Sonora.ID – Setelah RUU Cipta Kerja disahkan pada Senin (5/10/2020), pemerintah resmi mengubah besaran nilai maksimal pesangon yang didapatkan menjadi sebesar 25 kali gaji jika pekerja di-PHK.
Adapun sebelumnya, di dalam UU Ketenagakerjaan No 13/2003, besaran nilai maksimal pesangon yang bisa didapatkan buruh mencapai 32 kali upah.
Hitungannya, pesangon akan diberikan perusahaan sebesar 19 kali upah, sisanya 6 kali jaminan kehilangan pekerjaan (JKP) dibayarkan oleh BPJS Ketenagakerjaan.
Banyak masyarakat yang bertanya-tanya, apa alasan pemerintah memangkas nilai maksimal pesangon?
Melansir dari Kompas.com, rendahnya tingkat kepatuhan pembayaran hak pekerja itu disebut sebagai alasan pemerintah memangkas nilai maksimal pesangon.

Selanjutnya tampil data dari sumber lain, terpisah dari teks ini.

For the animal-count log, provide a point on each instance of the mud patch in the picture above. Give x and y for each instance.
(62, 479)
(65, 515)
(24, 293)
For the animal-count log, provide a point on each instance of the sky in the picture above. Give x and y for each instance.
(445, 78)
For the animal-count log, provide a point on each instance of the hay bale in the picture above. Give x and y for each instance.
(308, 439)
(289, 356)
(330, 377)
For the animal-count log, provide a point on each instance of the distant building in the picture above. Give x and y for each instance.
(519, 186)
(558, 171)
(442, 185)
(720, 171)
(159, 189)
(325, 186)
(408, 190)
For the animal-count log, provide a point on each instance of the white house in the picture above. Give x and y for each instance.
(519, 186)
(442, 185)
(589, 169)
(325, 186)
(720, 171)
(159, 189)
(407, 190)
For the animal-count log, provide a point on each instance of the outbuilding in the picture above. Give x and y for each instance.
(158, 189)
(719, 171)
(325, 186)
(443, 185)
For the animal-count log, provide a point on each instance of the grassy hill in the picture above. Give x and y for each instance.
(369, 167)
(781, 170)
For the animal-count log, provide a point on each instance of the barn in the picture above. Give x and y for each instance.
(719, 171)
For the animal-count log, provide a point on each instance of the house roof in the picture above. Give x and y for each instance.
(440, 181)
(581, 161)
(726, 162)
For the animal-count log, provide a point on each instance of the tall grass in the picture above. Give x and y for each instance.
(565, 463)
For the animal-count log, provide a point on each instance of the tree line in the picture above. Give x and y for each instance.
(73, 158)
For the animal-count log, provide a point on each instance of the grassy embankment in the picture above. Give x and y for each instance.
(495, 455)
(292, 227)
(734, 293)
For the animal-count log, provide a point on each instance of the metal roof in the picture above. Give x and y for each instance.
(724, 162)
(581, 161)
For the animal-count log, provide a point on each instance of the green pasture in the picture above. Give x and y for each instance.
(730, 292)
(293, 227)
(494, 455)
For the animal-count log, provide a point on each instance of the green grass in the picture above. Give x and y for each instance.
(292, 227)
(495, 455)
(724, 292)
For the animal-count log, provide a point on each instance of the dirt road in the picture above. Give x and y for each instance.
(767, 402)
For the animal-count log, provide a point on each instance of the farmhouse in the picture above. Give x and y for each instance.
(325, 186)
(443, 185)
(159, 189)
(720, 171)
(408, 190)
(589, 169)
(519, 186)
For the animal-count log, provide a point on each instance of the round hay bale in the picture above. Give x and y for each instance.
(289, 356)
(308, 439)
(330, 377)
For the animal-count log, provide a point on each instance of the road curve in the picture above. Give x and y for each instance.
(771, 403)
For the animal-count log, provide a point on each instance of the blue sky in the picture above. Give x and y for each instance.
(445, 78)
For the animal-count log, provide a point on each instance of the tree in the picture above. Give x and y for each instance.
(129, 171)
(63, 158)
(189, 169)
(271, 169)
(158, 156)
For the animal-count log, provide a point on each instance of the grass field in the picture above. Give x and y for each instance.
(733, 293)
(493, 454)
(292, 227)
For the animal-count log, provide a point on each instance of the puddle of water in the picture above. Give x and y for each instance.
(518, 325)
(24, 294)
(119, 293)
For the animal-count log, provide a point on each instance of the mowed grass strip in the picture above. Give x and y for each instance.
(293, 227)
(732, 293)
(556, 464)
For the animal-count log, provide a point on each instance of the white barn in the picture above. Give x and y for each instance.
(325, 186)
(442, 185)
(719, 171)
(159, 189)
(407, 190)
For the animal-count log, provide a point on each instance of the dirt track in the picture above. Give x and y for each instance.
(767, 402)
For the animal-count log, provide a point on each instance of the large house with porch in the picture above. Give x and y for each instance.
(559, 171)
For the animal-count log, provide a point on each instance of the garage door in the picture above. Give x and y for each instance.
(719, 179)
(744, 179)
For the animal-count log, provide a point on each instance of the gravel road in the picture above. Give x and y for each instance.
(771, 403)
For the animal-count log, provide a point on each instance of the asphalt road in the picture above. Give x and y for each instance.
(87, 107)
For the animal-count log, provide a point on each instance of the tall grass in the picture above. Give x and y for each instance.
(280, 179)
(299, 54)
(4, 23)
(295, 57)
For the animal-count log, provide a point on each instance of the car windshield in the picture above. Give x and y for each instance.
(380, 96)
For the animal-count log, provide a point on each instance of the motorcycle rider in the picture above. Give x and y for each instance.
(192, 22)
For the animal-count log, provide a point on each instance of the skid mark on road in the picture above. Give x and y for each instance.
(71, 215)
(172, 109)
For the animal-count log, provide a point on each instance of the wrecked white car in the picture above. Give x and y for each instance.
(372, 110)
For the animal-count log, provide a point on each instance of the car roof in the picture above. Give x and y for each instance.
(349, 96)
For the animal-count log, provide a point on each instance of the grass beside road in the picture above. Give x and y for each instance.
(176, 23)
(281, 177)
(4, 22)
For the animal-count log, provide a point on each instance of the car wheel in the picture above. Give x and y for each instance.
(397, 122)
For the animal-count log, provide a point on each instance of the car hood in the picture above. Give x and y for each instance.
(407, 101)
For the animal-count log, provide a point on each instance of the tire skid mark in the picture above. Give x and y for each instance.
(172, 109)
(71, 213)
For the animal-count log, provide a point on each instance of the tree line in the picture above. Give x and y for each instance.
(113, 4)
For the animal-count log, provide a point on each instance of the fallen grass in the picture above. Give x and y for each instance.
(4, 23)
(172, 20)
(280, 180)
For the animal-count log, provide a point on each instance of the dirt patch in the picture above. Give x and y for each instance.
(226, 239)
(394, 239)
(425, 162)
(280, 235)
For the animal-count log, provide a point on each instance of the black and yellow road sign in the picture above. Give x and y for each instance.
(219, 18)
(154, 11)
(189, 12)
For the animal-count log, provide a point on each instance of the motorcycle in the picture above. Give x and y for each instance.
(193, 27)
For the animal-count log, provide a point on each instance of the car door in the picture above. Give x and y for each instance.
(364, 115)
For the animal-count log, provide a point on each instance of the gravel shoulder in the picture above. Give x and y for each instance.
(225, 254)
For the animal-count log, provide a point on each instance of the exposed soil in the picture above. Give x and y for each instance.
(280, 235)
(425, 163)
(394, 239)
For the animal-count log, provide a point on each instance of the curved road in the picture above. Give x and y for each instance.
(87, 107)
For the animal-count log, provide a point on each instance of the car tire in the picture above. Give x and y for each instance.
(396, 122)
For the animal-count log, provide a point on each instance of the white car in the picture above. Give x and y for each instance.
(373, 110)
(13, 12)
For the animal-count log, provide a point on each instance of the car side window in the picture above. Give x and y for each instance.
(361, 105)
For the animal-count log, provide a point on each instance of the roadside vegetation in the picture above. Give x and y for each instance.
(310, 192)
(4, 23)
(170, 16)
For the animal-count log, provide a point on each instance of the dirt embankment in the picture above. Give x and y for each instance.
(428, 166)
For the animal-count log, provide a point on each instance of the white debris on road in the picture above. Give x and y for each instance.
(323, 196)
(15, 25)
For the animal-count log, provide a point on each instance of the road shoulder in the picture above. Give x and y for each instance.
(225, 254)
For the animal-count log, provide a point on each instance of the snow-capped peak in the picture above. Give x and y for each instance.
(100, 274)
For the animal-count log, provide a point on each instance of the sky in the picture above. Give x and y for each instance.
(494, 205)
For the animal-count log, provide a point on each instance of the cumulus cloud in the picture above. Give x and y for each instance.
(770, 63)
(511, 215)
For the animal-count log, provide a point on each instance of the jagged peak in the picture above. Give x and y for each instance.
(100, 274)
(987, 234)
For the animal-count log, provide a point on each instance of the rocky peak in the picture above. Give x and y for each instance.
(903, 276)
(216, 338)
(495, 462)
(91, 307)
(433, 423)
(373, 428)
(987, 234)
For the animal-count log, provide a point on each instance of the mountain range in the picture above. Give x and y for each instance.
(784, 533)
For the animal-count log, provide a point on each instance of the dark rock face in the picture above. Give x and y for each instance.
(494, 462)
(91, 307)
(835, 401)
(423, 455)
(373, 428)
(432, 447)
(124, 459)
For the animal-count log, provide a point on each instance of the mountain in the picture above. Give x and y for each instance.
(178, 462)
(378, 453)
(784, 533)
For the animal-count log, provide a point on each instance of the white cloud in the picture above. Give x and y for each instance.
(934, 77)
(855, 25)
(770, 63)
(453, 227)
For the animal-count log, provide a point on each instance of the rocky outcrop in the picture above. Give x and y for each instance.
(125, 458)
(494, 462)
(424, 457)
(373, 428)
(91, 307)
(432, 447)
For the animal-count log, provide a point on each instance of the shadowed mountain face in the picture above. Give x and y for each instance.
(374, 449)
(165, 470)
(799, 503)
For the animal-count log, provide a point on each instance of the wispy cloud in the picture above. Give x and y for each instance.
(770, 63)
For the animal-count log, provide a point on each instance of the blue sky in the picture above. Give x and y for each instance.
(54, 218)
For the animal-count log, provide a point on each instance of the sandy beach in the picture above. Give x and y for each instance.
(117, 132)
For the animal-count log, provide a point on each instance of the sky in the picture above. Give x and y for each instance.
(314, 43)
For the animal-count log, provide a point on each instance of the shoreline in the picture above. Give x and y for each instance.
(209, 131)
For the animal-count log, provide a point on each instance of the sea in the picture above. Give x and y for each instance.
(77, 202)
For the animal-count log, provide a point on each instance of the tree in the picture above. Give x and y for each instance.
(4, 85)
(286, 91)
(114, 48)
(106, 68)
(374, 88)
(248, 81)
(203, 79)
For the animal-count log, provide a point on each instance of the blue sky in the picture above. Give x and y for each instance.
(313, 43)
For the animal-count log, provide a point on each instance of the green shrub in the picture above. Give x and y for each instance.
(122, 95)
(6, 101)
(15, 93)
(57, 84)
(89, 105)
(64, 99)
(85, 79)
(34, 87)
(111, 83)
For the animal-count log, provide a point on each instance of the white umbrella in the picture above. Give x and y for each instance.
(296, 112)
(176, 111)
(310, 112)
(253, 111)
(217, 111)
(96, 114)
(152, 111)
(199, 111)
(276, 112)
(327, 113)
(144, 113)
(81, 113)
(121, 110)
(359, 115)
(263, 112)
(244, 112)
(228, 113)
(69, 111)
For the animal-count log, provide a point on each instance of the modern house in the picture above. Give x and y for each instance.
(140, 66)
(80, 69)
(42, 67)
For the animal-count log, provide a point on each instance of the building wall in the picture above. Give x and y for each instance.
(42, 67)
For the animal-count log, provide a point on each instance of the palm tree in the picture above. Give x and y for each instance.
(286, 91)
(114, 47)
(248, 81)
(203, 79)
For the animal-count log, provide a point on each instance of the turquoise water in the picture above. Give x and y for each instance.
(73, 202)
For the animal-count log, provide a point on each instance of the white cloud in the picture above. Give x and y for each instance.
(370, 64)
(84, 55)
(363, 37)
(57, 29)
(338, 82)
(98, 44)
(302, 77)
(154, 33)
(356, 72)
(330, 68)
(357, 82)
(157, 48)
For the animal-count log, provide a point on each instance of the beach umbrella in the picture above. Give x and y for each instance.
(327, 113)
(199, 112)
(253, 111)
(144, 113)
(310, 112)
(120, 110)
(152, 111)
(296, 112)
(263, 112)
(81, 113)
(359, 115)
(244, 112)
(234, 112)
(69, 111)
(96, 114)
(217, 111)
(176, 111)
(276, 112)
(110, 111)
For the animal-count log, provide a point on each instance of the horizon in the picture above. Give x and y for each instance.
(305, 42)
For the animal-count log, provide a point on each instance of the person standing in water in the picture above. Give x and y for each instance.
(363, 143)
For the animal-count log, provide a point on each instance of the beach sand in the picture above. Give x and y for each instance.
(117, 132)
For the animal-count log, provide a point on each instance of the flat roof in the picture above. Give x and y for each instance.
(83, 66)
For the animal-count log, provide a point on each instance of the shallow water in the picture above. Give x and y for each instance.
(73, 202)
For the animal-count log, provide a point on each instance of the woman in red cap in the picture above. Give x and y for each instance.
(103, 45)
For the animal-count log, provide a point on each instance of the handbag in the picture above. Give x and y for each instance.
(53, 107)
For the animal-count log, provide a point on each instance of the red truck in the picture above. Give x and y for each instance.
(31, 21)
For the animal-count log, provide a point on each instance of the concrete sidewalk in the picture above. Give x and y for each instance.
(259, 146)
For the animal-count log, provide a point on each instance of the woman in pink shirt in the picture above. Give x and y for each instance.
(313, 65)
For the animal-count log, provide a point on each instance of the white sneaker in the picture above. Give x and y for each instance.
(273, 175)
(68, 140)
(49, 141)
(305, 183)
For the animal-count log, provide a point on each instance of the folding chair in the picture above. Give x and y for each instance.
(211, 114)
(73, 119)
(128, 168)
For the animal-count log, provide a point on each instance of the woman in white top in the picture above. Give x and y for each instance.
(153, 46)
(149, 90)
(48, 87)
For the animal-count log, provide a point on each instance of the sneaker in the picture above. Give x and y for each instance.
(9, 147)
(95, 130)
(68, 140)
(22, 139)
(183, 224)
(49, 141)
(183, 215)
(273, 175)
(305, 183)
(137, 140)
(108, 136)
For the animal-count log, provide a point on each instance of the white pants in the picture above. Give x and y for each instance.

Baca Juga: UU Cipta Kerja Potensi Langgar HAM, Amnesty: Jangan Sampai Jadi Awal Krisis
Pihak Kompas.com sudah mencoba menghubungi Kementerian Ketenagakerjaan (Kemenaker) untuk mengetahui data terbaru mengenai tingkat kepatuhan pembayaran pesangon, namun hingga berita ini ditayangkan, belum ada balasan dari pihak Kemenaker.
Pada Februari lalu, Menteri Ketenagakerjaan Ida Fauziyah mencatat, 2019, dari total 536 persetujuan bersama PHK, hanya 147 persetujuan bersama yang membayarkan uang kompensasi sesuai dengan Undang-Undang nomor 13 tahun 2003 tentang Ketenagakerjaan.
"Atau sekitar 27 persen. Sedangkan sisanya sebanyak 384 persetujuan bersama atau sekitar 73 persen tidak melakukan pembayaran kompensasi PHK sesuai dengan UU 13 tahun 2003," ujar Ida.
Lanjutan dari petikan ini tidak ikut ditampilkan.